Thousands of Californians were without power Monday due to high winds, according to a PG&E alert.
PG&E’s alert says:
“A Public Safety Power Shutoff (PSPS) occurs in response to severe weather to help prevent a wildfire. A severe weather system is moving through parts of PG&E’s service territory. Outages and outage risk will continue until the severe weather has passed. Once weather conditions improve, crews will begin inspecting and making repairs where needed. Power will be restored as soon as it is safe to do so. We attempt to notify affected customers by phone, text and email.”
Press play to hear a narrated version of this story, presented by AudioHopper.
A friend who lives in tree-lined East Sacramento in downtown said his power was off all day Monday, from 9:30 AM until 7:30 PM. I live in another downtown Sacramento neighborhood with massive trees, but our power remained on all day.
This is the new normal for Northern California residents every time the wind blows, because PG&E is concerned their power lines could topple over and cause fires, as has happened annually in rural areas.
Apparently it is more effective in California to shut ratepayers’ electricity off than to practice proper forest management.
How is this going to work as Gov. Newsom pushes California to an all-electricity grid? Frequent power shut offs while moving to an all-electric state goes against the tide of facts.
Newsom just signed bills banning gas powered generators, lawn mowers and leaf blowers – wholly ironic about the generators, as the power was cut to many Californians’ homes Monday – again.
Newsom has also pushed all-electric new construction. And PG&E has embraced this, despite providing gas to 40 percent of the gas customers in California.
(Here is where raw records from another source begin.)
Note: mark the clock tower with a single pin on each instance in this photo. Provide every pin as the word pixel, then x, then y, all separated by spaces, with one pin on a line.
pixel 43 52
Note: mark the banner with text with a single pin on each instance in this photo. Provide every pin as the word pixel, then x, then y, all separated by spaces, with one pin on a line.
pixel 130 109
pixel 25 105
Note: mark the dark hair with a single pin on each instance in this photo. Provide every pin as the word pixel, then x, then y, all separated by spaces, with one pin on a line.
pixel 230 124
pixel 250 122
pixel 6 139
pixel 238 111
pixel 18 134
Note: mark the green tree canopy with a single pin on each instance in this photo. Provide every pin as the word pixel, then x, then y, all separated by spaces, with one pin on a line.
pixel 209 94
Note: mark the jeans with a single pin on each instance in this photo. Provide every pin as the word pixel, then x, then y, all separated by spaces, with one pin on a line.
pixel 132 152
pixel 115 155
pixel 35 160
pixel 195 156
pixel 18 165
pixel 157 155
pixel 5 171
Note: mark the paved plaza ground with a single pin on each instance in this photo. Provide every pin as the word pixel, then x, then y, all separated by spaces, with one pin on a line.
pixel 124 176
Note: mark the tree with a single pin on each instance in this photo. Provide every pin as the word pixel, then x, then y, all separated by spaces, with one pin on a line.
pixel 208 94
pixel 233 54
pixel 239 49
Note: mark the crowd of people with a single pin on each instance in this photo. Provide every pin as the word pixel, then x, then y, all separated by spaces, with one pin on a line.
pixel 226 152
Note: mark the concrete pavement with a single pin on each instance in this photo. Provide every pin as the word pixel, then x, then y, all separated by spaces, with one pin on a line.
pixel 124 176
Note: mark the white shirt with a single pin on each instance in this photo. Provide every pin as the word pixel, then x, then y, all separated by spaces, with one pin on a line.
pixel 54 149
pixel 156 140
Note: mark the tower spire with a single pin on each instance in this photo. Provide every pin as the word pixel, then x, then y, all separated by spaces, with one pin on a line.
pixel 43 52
“Rather than continuing to expand a fossil fuel infrastructure network that is not aligned with California’s climate and air quality goals, the state should require all-electric new construction,” Greenbiz opined, pushing all-electric new construction. But there was no acknowledgment in the article of PG&E’s frequent power shut offs and how this will impact an all-electric California.
Pacific Gas & Electric (PG&E) officially exited bankruptcy in July 2020 after paying billions in claims and settlements, and accepting responsibility in dozens of wildfire deaths.
As the Globe recently reported, “California currently buys 20% to 30% of its daily supplemental energy from other states. We do not produce enough of our own energy to support the state’s needs. And with the overwhelming push by the left to rid the state of natural gas production, oil, nuclear and hydro power, intermittent renewable energy cannot provide steady, reliable power for the state’s nearly 40 million residents.”
Cities are banning the use of natural gas and imposing all-electric appliance requirements in new and existing homes. The California Energy Commission rolled out new building code drafts in May, proposing building standards to require new homes have all-electric appliances instead of natural gas appliances. And Gov. Gavin Newsom issued an executive order in September 2020 requiring sales of all new passenger vehicles to be zero-emission by 2035.
These policies, and not “extreme weather,” are leading to rolling blackouts.
The Globe recently covered how Gov. Gavin Newsom misled the public about his wildfire prevention efforts by 690%, and asked, “who is to blame for the worst fire season on record. Is it the governor? Is it CalFire? Is it agencies directly commanded by Gov. Newsom?”
As the Globe reported, CalFire Chief Thom Porter admitted “We didn’t have all of the environmental clearance that we were going to need to do all of that work. Nor did we have all of the agreements with landowners completely in place,” Chief Porter said, referring to California’s wildfire prevention efforts and forest cleanup plans, and Gov. Newsom’s claim that the state had in fact cleared 90,000 acres of forest.
The CalFire Chief took the blame for misleading the governor: “He acknowledged the figures cited by Newsom were incorrect and took responsibility for the governor’s misstatements.”
Despite Newsom’s bold public pronouncements the Cal Fire chief said the state was never going to be able to tackle all 90,000 acres in 2019.
And that is the crux of the issue: what were and are the environmental clearances needed, and who approves these? Why were they not granted knowing California’s recent and very deadly wildfire history? California’s worst fire season on record could have been averted – we knew what would happen and why.
Yet CalFire was and remains immobilized by the environmental clearance needed to do their jobs.
The Globe emailed and called CalFire and the Governor’s Office of Planning and Research (OPR), the agency tasked as the state clearinghouse for review of all CEQA documents, to inquire about the environmental clearances needed to approve wildfire prevention and clean up efforts. We asked if the holdup was the California Environmental Quality Act (CEQA).
Even after several inquiries, the Globe never received a response from either agency.
If Gov. Newsom made wildfire prevention a priority on day-one in office, and many promises since, exempting the forest clean up and wildfire prevention projects from CEQA should have been the priority pre-requisite in order to prevent deadly wildfires – and the frequent power shut offs.